On windows I do Qt/C++ coding and I noticed macbook fans go full noise frequently (not to say all the time).

I shared a folder from macos to windows (parallels shared folder) and I work on that folder all the time from windows and macos at the same time. I do all I can on macos but since the app I'm coding is a windows app I need to build on windows side.

The shared folder was on iCloud before and I recently moved it out because of performance concerns. I'm not sure this helps or not.

As I said, on windows side I build my code on a shared folder (parallels shared folder from host to guest). An alternative is not to work on a shared folder, however this way I cannot use macos simultaneously.

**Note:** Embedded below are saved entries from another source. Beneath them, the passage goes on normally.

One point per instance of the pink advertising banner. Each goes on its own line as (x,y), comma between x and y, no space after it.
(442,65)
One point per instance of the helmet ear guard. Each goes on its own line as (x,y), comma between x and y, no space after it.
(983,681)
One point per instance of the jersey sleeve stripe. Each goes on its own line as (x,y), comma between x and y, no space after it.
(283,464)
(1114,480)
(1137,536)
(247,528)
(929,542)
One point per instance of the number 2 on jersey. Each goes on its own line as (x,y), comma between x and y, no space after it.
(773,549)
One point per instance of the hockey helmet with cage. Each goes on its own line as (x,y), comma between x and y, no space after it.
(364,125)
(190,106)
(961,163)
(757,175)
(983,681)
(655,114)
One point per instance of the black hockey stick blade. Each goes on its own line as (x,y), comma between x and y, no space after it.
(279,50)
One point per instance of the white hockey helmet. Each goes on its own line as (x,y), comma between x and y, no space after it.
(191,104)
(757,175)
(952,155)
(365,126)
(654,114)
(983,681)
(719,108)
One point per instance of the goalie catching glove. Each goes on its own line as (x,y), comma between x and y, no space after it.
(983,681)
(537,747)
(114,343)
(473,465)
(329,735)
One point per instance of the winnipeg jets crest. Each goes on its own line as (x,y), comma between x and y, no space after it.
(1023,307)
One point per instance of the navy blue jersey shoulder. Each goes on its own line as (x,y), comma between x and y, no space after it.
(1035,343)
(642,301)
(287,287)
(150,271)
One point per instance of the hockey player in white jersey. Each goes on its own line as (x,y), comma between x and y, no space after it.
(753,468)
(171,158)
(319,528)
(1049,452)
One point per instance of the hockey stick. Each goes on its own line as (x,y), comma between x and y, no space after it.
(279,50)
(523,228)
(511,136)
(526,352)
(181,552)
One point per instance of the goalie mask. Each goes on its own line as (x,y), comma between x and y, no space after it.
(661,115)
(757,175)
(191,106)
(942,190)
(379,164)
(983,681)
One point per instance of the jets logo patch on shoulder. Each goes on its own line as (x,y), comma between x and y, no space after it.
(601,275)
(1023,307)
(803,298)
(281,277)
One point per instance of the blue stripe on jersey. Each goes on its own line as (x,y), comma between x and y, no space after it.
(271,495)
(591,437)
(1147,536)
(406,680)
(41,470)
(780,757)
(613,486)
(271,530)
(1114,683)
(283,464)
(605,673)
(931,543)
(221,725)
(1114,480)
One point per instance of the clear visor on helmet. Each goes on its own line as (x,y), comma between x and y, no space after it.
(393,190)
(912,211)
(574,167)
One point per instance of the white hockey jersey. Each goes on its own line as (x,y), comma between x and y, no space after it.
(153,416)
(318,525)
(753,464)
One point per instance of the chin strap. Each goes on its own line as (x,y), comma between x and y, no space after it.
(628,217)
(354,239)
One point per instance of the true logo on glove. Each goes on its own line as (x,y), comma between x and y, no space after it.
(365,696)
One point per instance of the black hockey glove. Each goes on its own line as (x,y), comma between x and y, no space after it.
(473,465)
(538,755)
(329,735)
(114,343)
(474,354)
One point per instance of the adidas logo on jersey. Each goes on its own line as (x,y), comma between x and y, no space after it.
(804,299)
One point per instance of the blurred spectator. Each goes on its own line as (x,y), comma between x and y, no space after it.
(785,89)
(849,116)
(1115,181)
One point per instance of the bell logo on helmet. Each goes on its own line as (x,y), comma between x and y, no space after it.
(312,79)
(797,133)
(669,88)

Do you guys see my working environment setup is causing a performance issue? I was not expecting the fans to go high that much.

In order to further study the issue I configured a windows laptop where I can login using windows remote desktop from macos thus being an alternative to virtual machine. And I compared the build time, on vm it takes around 1.5x (100s vs 150s) of the time it takes to build on real hardware on the windows laptop. I actually was expecting it to be the around the same. Is this reasonable?

Best Answer

This is all very anecdotal, but the 'best' number of cores to assign for maximum performance is 'the actual number of cores, excluding virtual cores'. In your case 8. You could probably get away with giving it more RAM too. 8GB is safe out of 16, though you might get away with 12.
You'll never get a VM to compile as fast as a hardware install, if all else is like for like. Compiling is always going to work the machine hard - or it's not going as fast as it can. The trick of using all the 'real' cores is that you leave yourself enough breathing room to still be able to work without hinderance on the Mac side at the same time.